820 stars 138 forks source link

Question about value_bootstrap #242

Closed johannespitz closed 1 year ago

johannespitz commented 1 year ago

Is multiplying the value by gamma here mathematically motivated? https://github.com/Denys88/rl_games/blob/811af5c19e9f7ebf7ff0725512bfc64e52439fe8/rl_games/common/a2c_common.py#L683

Intuitively, I would argue that not multiplying with gamma makes more sense because then the advantage that is later calculated will be exactly the reward at that time step, instead of slightly more or less (depending on the sign of the value). https://github.com/Denys88/rl_games/blob/811af5c19e9f7ebf7ff0725512bfc64e52439fe8/rl_games/common/a2c_common.py#L525 Sort of: 'we don't have information about the future values, so they should have no effect'

Or am I missing something and the value at that last time step does provide useful information?

Denys88 commented 1 year ago

hi @johannespitz My thought was that if not multiply reward it will diverge. Like imaging infinite time limit. What is the value?

johannespitz commented 1 year ago

Hi @Denys88 Thanks for getting back to me. When I posted the issue I was only thinking about the effect on the policy training. But you are right, since you use the shaped_reward for updating the value function that could be an unintended side effect. I guess the right think to do, would be to use gamma, but compute the value of the next observation. However, in that time step (when done=True) I am returning the first observation of the next episode already, therefore I don't have that last observation available right now. Is this the intended way of using the repo? I assumed it would be because otherwise there would a "broken tuple" in the replay buffer for every episode reset.
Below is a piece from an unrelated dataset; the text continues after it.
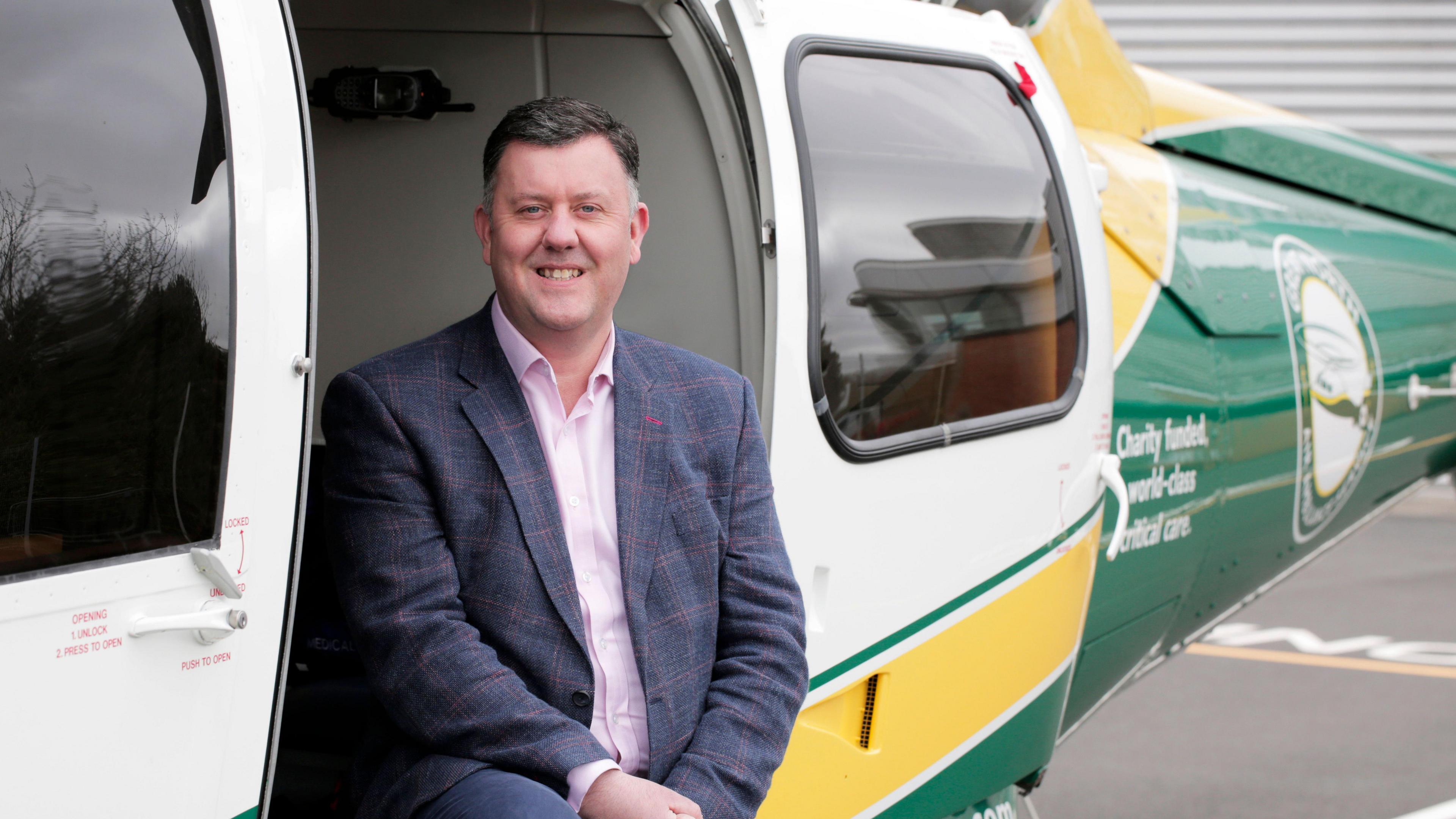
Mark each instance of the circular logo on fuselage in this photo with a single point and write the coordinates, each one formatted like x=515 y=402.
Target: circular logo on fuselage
x=1338 y=385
Denys88 commented 1 year ago

As I remember deepmind control returns next_observation like termination didnt happen in the info. In this case it is better to use it instead of the current but I don't expect it will change a lot. It should be very different in tasks like this. IsaacGym doesnt provide it but need to request this feature.

johannespitz commented 1 year ago

Yeah, probably won't make much of a difference (I was just curious if there was a mathematical reason). So, I'm closing this issue.

However, I noticed that the OmniIsaacGymEnvs return the wrong observation when done=True (because the reset happens in the pre_physics_step). Maybe we should open an issue there.